If I can be someone just by claiming it, why settle for less than God? Now-a-days, truth has a new rival. It’s called “my truth.” Is that a problem? Well, what we once refer to as my point of view, my experience, my story or my take is now hollowed, elevated from the subjective to almost the absolute, from the personal to a subtle sacredness, such that mere countering “my truth” becomes a serious personal affront. It is bolted by another destructive myth called entitlement. It means rights without responsibility. Granted, one’s needs and perceived unjust treatments should be heard, but can one justly demand it be accepted at face value? Since when is one’s claim a proof in itself, and since when is any truth protected from scrutiny? In all honesty, are you comfortable with believing something you are not allowed to cross-examine?

Am I the only one bothered by this? Don’t we know from experience that we are all susceptible to biases? You might have heard of confirmation bias, self-serving bias, culture bias or in-grown bias, to name a few. Can a 21st century person end up biased? Sure he can.

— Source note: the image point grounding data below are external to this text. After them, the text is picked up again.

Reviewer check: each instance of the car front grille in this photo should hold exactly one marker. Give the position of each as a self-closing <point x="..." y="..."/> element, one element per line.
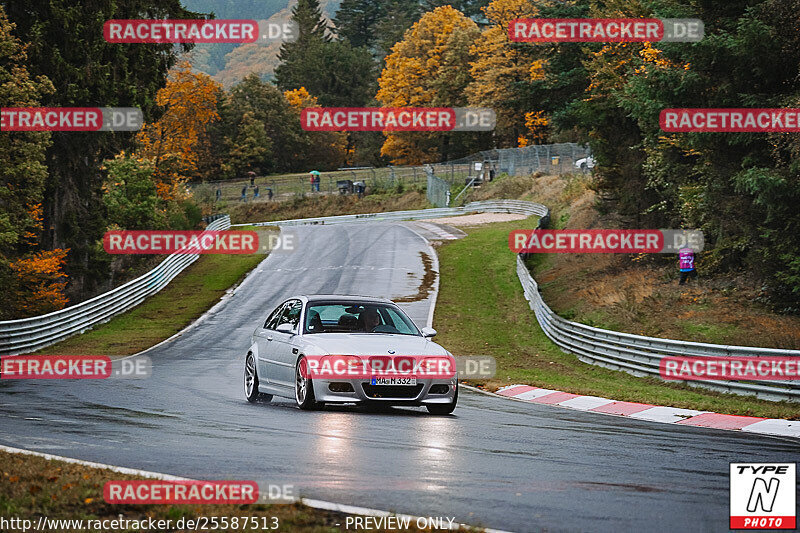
<point x="391" y="391"/>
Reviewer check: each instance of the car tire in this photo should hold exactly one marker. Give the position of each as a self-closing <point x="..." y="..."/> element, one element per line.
<point x="251" y="381"/>
<point x="443" y="408"/>
<point x="304" y="388"/>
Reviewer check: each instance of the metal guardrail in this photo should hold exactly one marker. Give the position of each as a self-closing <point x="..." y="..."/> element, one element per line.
<point x="29" y="334"/>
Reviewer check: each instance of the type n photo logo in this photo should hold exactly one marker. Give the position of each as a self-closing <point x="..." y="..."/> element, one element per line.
<point x="763" y="496"/>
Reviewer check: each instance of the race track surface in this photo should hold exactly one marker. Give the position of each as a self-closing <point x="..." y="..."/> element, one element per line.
<point x="498" y="463"/>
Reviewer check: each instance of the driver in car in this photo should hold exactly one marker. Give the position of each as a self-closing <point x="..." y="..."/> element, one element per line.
<point x="370" y="318"/>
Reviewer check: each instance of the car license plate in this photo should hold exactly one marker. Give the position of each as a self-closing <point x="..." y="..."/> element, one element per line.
<point x="394" y="381"/>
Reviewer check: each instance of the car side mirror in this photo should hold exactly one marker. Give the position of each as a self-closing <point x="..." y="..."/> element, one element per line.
<point x="285" y="328"/>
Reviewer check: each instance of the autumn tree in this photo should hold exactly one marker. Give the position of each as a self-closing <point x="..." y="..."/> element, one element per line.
<point x="297" y="57"/>
<point x="426" y="70"/>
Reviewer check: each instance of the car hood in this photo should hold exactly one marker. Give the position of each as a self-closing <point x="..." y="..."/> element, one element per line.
<point x="370" y="344"/>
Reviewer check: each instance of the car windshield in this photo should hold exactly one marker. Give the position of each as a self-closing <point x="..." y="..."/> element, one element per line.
<point x="357" y="318"/>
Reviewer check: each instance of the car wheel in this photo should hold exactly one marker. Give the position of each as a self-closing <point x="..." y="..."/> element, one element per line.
<point x="444" y="408"/>
<point x="251" y="381"/>
<point x="304" y="388"/>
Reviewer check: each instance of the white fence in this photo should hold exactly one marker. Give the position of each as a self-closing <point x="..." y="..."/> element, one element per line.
<point x="29" y="334"/>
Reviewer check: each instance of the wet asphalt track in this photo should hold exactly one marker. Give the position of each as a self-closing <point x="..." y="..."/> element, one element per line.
<point x="495" y="462"/>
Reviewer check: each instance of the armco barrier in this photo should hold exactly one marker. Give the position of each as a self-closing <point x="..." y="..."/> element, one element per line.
<point x="30" y="334"/>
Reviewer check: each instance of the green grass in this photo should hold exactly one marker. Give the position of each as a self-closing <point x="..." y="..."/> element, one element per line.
<point x="162" y="315"/>
<point x="481" y="310"/>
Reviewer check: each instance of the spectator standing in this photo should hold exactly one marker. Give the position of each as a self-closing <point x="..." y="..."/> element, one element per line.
<point x="686" y="264"/>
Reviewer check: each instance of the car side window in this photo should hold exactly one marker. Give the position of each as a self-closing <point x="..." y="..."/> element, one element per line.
<point x="291" y="314"/>
<point x="272" y="319"/>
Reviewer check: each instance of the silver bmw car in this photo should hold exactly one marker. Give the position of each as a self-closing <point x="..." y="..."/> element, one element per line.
<point x="329" y="349"/>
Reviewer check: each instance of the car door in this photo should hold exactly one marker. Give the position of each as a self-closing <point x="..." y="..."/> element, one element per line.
<point x="265" y="338"/>
<point x="284" y="349"/>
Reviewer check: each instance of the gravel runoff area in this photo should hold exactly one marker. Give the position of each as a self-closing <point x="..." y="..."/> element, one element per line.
<point x="477" y="218"/>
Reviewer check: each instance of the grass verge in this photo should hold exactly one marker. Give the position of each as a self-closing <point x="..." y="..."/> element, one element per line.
<point x="162" y="315"/>
<point x="481" y="310"/>
<point x="33" y="487"/>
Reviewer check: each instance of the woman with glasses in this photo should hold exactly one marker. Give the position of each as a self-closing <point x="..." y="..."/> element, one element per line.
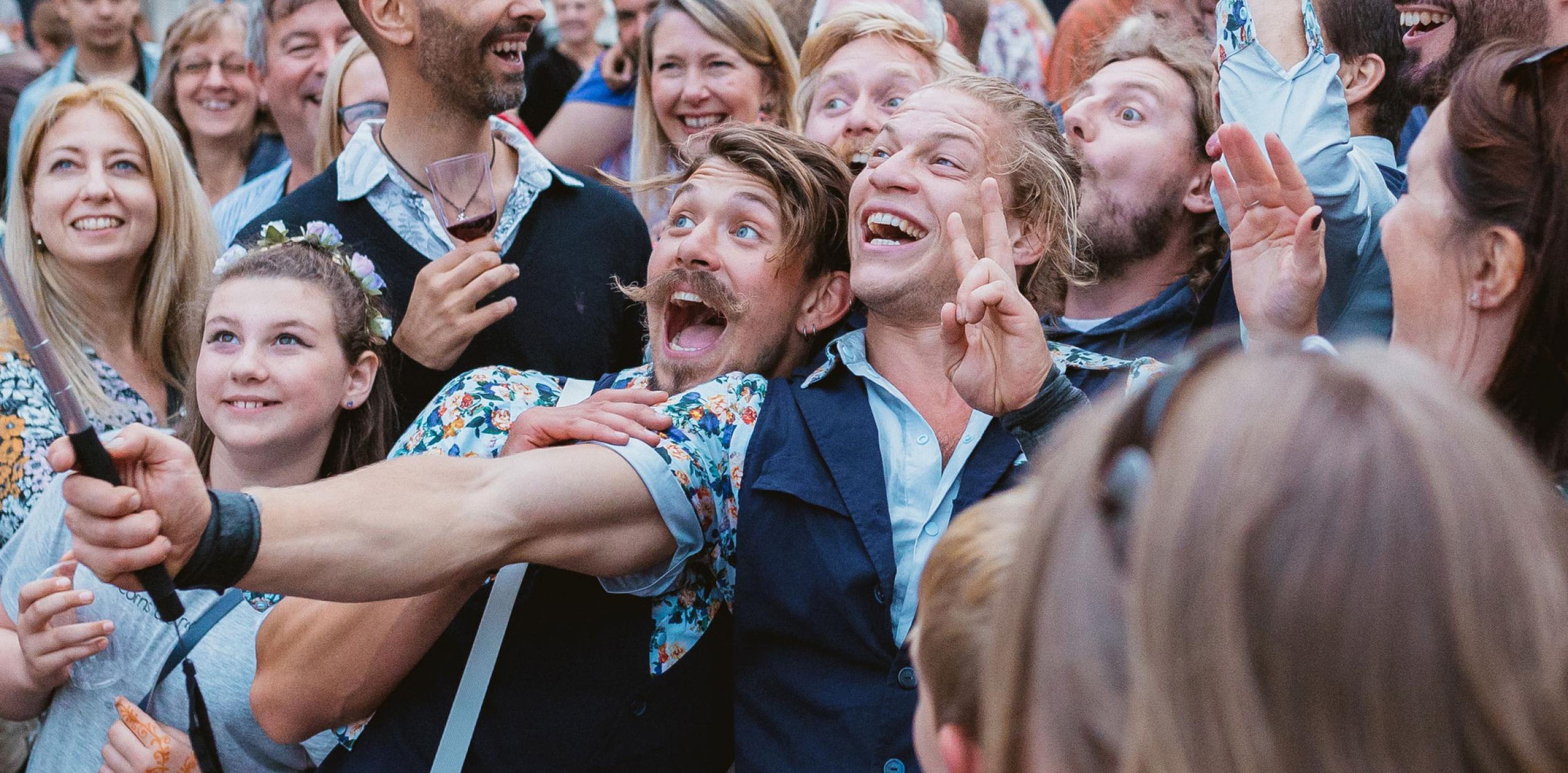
<point x="1476" y="250"/>
<point x="211" y="93"/>
<point x="355" y="92"/>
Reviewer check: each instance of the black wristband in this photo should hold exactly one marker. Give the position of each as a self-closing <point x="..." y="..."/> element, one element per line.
<point x="230" y="545"/>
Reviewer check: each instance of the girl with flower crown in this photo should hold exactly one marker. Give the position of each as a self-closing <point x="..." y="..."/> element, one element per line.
<point x="286" y="388"/>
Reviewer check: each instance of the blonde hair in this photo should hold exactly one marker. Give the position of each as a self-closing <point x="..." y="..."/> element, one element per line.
<point x="864" y="21"/>
<point x="1332" y="564"/>
<point x="173" y="271"/>
<point x="328" y="135"/>
<point x="957" y="590"/>
<point x="1043" y="181"/>
<point x="199" y="24"/>
<point x="755" y="32"/>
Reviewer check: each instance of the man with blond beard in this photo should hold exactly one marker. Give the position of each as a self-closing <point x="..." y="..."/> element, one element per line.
<point x="858" y="68"/>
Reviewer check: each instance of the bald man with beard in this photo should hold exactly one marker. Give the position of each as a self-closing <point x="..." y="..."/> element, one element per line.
<point x="1440" y="35"/>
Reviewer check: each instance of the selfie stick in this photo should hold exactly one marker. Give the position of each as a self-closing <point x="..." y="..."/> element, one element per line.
<point x="92" y="458"/>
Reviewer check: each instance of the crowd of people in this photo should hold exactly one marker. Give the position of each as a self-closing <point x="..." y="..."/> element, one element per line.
<point x="1103" y="384"/>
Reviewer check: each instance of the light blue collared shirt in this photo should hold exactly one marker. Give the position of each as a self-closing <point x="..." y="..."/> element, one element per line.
<point x="921" y="488"/>
<point x="364" y="171"/>
<point x="1305" y="104"/>
<point x="58" y="76"/>
<point x="248" y="201"/>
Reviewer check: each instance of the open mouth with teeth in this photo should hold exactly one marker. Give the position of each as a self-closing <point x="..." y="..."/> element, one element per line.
<point x="888" y="229"/>
<point x="700" y="123"/>
<point x="250" y="405"/>
<point x="96" y="223"/>
<point x="692" y="325"/>
<point x="1416" y="24"/>
<point x="510" y="51"/>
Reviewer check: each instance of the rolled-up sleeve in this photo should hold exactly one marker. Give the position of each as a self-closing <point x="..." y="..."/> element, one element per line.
<point x="675" y="508"/>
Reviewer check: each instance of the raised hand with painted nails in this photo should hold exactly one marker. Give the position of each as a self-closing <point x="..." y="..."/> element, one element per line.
<point x="612" y="416"/>
<point x="993" y="344"/>
<point x="36" y="653"/>
<point x="139" y="744"/>
<point x="1277" y="236"/>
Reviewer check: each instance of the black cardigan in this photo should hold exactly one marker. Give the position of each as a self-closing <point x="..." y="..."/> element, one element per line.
<point x="569" y="246"/>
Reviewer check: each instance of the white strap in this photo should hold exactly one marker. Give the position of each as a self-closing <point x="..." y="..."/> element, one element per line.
<point x="458" y="734"/>
<point x="575" y="391"/>
<point x="475" y="675"/>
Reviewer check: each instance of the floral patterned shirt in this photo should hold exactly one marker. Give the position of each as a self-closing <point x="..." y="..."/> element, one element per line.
<point x="695" y="471"/>
<point x="1015" y="49"/>
<point x="29" y="423"/>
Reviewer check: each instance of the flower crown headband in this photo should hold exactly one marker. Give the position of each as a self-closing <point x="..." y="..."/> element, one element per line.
<point x="327" y="239"/>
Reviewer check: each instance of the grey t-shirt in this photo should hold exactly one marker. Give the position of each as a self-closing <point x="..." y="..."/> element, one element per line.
<point x="77" y="720"/>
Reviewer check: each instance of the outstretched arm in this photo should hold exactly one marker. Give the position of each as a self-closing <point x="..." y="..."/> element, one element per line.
<point x="389" y="530"/>
<point x="309" y="681"/>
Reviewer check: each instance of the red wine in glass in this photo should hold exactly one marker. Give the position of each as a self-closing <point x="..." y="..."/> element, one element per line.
<point x="463" y="195"/>
<point x="472" y="228"/>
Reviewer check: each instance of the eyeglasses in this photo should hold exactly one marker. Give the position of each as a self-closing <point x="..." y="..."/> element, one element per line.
<point x="1531" y="74"/>
<point x="201" y="68"/>
<point x="361" y="112"/>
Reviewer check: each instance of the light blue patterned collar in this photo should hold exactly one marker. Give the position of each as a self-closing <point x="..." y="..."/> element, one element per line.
<point x="1375" y="148"/>
<point x="361" y="167"/>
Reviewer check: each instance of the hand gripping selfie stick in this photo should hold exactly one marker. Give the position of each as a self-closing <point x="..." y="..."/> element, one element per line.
<point x="92" y="458"/>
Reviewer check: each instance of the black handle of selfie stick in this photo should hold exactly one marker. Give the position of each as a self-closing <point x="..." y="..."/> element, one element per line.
<point x="95" y="463"/>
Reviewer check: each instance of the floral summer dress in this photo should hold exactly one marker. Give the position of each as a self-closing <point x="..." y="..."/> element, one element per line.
<point x="29" y="423"/>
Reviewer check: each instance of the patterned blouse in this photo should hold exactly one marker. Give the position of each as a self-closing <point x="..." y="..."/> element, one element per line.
<point x="703" y="455"/>
<point x="29" y="423"/>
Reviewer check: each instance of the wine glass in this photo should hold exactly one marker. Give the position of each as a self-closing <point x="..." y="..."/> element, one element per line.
<point x="465" y="199"/>
<point x="101" y="670"/>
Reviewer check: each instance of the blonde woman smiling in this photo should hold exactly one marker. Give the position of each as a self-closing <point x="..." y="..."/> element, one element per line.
<point x="703" y="63"/>
<point x="107" y="237"/>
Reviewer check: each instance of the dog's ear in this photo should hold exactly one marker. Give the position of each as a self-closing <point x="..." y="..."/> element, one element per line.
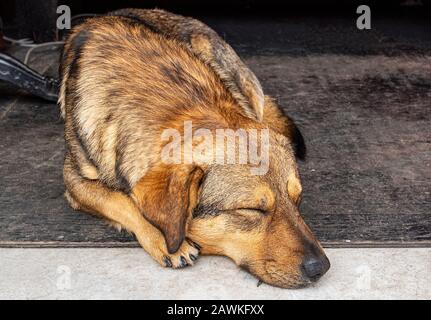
<point x="167" y="196"/>
<point x="297" y="139"/>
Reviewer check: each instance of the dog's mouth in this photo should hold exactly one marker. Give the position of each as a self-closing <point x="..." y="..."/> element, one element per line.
<point x="272" y="273"/>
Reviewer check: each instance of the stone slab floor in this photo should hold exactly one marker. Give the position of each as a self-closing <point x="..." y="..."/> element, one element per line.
<point x="129" y="273"/>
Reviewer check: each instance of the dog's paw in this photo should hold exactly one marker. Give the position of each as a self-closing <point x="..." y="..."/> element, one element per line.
<point x="186" y="255"/>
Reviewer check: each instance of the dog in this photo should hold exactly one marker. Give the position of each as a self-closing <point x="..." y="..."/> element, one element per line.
<point x="129" y="76"/>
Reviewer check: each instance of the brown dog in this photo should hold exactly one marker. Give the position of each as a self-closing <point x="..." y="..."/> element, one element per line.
<point x="129" y="77"/>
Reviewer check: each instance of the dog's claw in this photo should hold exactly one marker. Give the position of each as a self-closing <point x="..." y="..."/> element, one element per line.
<point x="183" y="262"/>
<point x="167" y="261"/>
<point x="194" y="244"/>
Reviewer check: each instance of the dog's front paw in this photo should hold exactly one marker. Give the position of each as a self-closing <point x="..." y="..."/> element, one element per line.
<point x="186" y="255"/>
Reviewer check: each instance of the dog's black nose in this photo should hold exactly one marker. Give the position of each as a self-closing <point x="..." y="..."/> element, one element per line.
<point x="314" y="267"/>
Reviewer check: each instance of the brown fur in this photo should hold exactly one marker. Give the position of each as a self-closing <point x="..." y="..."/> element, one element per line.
<point x="123" y="83"/>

The trouble with the world is not that people know too little, it’s that they know so many things that just aren’t so – Mark Twain

And the more we try to find fulfillment and answer, the more we are tempted to changing reality to favor us, instead of confronting our problems and inadequacies with long rigorous research and sound reasoning. Instead of due process, we use undue speed. I am amazed at how even highly educated people put comfort before conscience, degree before dignity, progress before principle, empathy before evidence, profit before people, votes before victims, compliance before science. In so doing, we end up confusing my truth with the truth, prevention with purging, fact with feeling, compassion with compromise, authenticity with mere sincerity, examination with experimentation, reality with ideology.

A society that denies objective truth finds itself standing on shifting ground. Often, the children suffer the most.

Truth takes time. Early in life I tried to find the truth of the matter since I didn’t like being fooled. Children often ask why. Turns out that is a skill that safeguards what matters. Children get rules, then they ask why. Meaning what you say is another demand they have. Later on, I learned that clarity, objectivity, rationality, consistency, and certainty are also characteristics of truth. These are essential to shaping one’s mind, and consequently, one’s life. But there’s more.

Personal “truth” is not the truth. The latter does not change with time, person or place. You know why? Because it is based on basic human nature and need. And these do not change. For this, truth is comprehensive. It has the full in view, weeding out partiality and omission. That means you get the head and tail, not just bits and pieces when you form your judgment. It is the only way to weed out biases, like the picture of the cub below. That is why truth does not avoid cross examination, and it stands the test of time.

One such test is the reality check. If our ideas do not match with reality, isn’t that a definition of insanity? Indeed, some have become insane from being “over-educated” believing that re-framing changes reality for everybody. Take the example of a rose. May I call it red? A rose will still be a rose by any other name, because a rose is not a social nor personal construct, but a real object. One grave result of fudging with reality is we end up losing ourselves. Sad to say, mental illness is on the rise especially among the youth.

Truth does not change.

We were not here before we were born. We won’t be here after we die. So how can we be the source of truth? Truth is not inborn, fortunately, we can know the truth. And to be on truth’s side, you must be wiling to hate lying to others and to yourself.

He was crucified when He spoke the truth. Living out the truth is not for the fainthearted.
Don’t Give up...because Truth wins eventually

Quick Check: Am I aware of my own biases? Since truth is not of human nature, how open am i to challenging “my truth” ? Am I afraid to ask, to be challenged, to debate, and to change when proven wrong?